É engraçado como a carreira fonográfica solo de Sugar Blue segue num rumo inversamente proporcional ao impacto fulminante de seu jeito de cantar e tocar. Ele gravou apenas 6 discos solo de estúdio de 1980 para cá -- muito pouco para alguém que nunca esteve distante dos palcos.
São discos muito consistentes e de alto gabarito, baseados no blues e no rhythm and blues, com influoências musicais bem urbanas e bem diversas sempre pipocando entre um número e outro.
Seus dois trabalhos gravados para a Alligator nos anos 90 -- "Blue Blazes" e "In Your Eyes" -- são multifacetados e surpreendentes em termos artísticos.
"Code Blue", de 2007, gravado para o selo Beeble, chuta para todos os lados com grande maestria e é considerado uma pequena obra prima do blues moderno.
Já "Threshold", seu mais recente trabalho, também para a Beeble, lançado ano passado, é bem menos bluesy que o habitual, e mais roqueiro e funkeado.

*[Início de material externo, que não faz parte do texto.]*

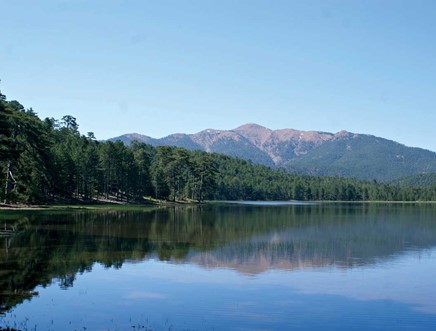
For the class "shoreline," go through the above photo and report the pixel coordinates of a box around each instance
[0,200,436,211]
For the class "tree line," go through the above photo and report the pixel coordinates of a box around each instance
[0,93,436,203]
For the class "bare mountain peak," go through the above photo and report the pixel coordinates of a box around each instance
[233,123,271,131]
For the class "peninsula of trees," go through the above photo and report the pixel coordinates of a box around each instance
[0,93,436,204]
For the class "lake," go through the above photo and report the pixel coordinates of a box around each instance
[0,202,436,330]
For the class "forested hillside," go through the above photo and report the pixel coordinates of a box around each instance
[110,124,436,183]
[0,94,436,203]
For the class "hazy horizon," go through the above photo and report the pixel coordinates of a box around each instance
[0,0,436,151]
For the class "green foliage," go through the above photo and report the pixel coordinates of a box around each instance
[0,91,436,203]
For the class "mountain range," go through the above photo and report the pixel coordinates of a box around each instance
[109,124,436,182]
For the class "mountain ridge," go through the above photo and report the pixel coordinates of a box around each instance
[109,123,436,182]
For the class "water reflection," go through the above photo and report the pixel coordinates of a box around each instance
[0,204,436,311]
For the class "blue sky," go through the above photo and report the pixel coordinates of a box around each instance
[0,0,436,151]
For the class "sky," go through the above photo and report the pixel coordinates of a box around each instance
[0,0,436,151]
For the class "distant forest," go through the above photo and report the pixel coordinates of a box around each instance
[0,93,436,204]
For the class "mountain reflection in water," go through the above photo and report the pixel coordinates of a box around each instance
[0,204,436,312]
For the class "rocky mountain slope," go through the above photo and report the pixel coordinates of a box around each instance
[110,124,436,181]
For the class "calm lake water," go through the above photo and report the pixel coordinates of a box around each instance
[0,203,436,330]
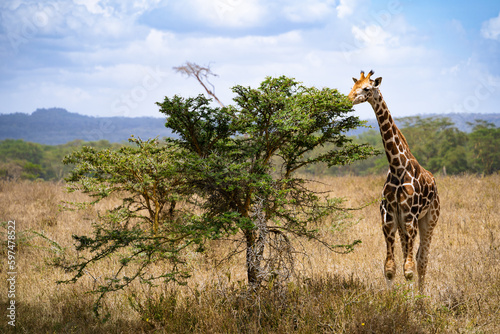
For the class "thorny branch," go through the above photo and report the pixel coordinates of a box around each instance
[174,61,224,107]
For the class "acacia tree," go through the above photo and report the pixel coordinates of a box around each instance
[158,76,375,287]
[58,77,374,312]
[56,138,199,314]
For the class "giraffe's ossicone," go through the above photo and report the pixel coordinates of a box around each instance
[349,71,439,290]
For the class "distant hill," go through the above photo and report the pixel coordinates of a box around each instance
[0,108,500,145]
[0,108,172,145]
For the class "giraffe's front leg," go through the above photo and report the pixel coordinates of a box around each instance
[403,215,418,280]
[380,200,397,287]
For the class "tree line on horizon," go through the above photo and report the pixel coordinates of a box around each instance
[0,117,500,181]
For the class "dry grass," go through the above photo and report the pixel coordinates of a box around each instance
[0,175,500,333]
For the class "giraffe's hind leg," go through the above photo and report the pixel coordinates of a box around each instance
[380,201,397,288]
[417,200,439,291]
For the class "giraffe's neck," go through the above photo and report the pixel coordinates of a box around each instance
[368,90,415,171]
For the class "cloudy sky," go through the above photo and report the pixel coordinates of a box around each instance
[0,0,500,119]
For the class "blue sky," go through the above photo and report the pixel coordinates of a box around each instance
[0,0,500,119]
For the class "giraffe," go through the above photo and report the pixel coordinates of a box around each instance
[348,71,439,291]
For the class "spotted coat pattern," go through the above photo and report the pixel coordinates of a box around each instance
[349,71,439,290]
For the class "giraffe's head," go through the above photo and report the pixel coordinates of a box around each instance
[349,71,382,104]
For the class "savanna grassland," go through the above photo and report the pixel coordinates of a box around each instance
[0,174,500,333]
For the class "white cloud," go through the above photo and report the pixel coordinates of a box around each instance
[185,0,264,28]
[481,13,500,41]
[283,0,335,22]
[337,0,358,19]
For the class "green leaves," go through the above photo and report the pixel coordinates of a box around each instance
[59,76,373,314]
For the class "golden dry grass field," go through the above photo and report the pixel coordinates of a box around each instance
[0,175,500,333]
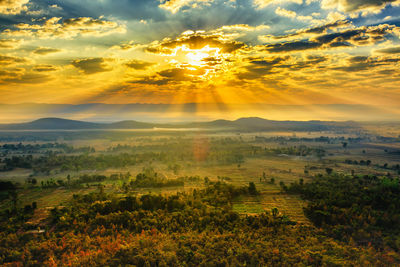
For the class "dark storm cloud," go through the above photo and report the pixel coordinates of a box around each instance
[265,24,398,53]
[323,0,398,12]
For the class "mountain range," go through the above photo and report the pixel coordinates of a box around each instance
[0,117,359,131]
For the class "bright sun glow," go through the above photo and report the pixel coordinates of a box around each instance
[186,51,210,66]
[174,45,220,67]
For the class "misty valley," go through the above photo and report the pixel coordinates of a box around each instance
[0,118,400,266]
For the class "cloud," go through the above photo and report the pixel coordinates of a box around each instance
[159,0,213,14]
[0,39,22,49]
[3,17,126,39]
[71,58,111,74]
[253,0,303,9]
[32,64,57,72]
[0,0,29,15]
[0,55,28,66]
[331,56,400,72]
[375,46,400,54]
[259,20,352,43]
[265,24,399,53]
[275,7,297,18]
[321,0,400,13]
[130,66,207,85]
[33,47,62,55]
[125,59,156,70]
[146,33,246,54]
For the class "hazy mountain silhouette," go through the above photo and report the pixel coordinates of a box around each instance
[0,117,358,131]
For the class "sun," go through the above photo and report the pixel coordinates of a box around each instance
[180,45,220,67]
[186,51,211,66]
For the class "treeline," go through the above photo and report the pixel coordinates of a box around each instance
[0,183,399,266]
[0,143,96,155]
[344,159,400,174]
[255,136,364,144]
[265,145,325,158]
[1,153,158,173]
[283,173,400,251]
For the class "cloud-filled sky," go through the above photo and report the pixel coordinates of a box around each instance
[0,0,400,120]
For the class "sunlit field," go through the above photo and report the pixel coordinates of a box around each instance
[0,121,400,266]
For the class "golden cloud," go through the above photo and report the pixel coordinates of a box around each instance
[33,47,62,55]
[0,0,29,15]
[0,39,22,49]
[71,58,111,74]
[159,0,213,14]
[3,17,126,39]
[253,0,303,9]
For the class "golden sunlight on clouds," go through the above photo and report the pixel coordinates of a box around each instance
[0,0,400,121]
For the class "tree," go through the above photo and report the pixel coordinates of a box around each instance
[342,142,347,149]
[325,168,333,175]
[249,182,257,195]
[271,208,279,218]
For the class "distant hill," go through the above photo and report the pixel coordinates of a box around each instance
[0,117,358,131]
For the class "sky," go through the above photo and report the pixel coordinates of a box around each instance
[0,0,400,120]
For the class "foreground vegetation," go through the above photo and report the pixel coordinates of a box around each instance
[0,130,400,266]
[0,182,400,266]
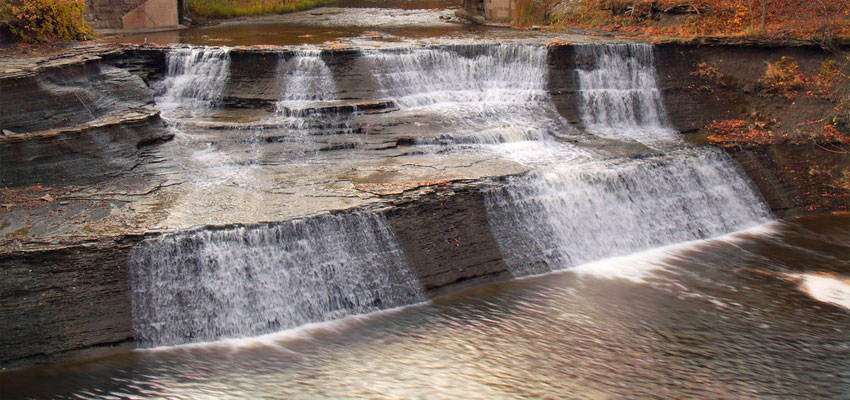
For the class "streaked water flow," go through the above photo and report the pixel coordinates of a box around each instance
[129,214,424,347]
[575,44,677,144]
[486,149,769,276]
[364,45,571,143]
[154,47,230,117]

Mesmo assim, é praticamente tão intenso quanto seus trabalhos anteriores.
Curiosamente, em contraponto a esses poucos discos de estúdio, Sugar Blue tem pelo menos outros 6 discos ao vivo lançados por aí pelos mais diversos selos, atestando o quanto ele tem sido presente e constante nos palcos do mundo inteiro ao longo desses anos todos.
"Raw Sugar Blue Live!" é mais um desses registros ao vivo excepcionais.
Comandando uma banda que traz o grande guitarrista Rico McFarland, seu colaborador contumaz, e uma cozinha excepcional composta por músicos bem jovens, Sugar Blue mostra todo o seu poder de fogo num repertório bem variado nesse álbum duplo contagiante.
Impossível ficar indiferente a "Red Hot Mama", uma shuffle aceleradíssimo, que vem seguido de verdadeiras aulas de swing em números como "One More Mile" e a quase jazzística "Swing Chicken". E tem ainda clássicos como "Hoochie Cootchie Man", de Muddy Waters, e "Messin´ With The Kid", de seu mestre Junior Wells, revistos de forma pouco reverente e sempre muito vigorosa.
E, para completar, como não podia deixar de ser, "Raw Sugar Blue Live!" traz uma surpreendente releitura de "Miss You", clássico dos Stones, que tem Sugar Blue na gaita em sua versão original. Ele se apropriou devidamente da canção e fez dela o número mais aguardado em em seus shows, e também em seus discos ao vivo.
Conversando com Sugar Blue alguns anos atrás numa mesa de bar, depois de um show demolidor no SESC-Santos -- e assombrado com a quantidade impressionante de doses de Velho Barreiro que ele estava bebendo desde antes de começar o show --, perguntei a ele se tinha viajado muito pelas rotas do blues do sul dos Estados Unidos.
A resposta foi não. Sempre tocou blues em Nova York mesmo, onde vive praticamente desde sempre.
Não satisfeito, tentei puxar dele, completamente bêbado, como e onde ele teve seu primeiro contato com o blues.
Ele respondeu: "foi no Vietnam".
Não perguntei mais nada depois disso.
Toda a urgência e a truculência da música de Sugar Blue passaram a fazer todo o sentido do mundo para mim depois dessa declaração.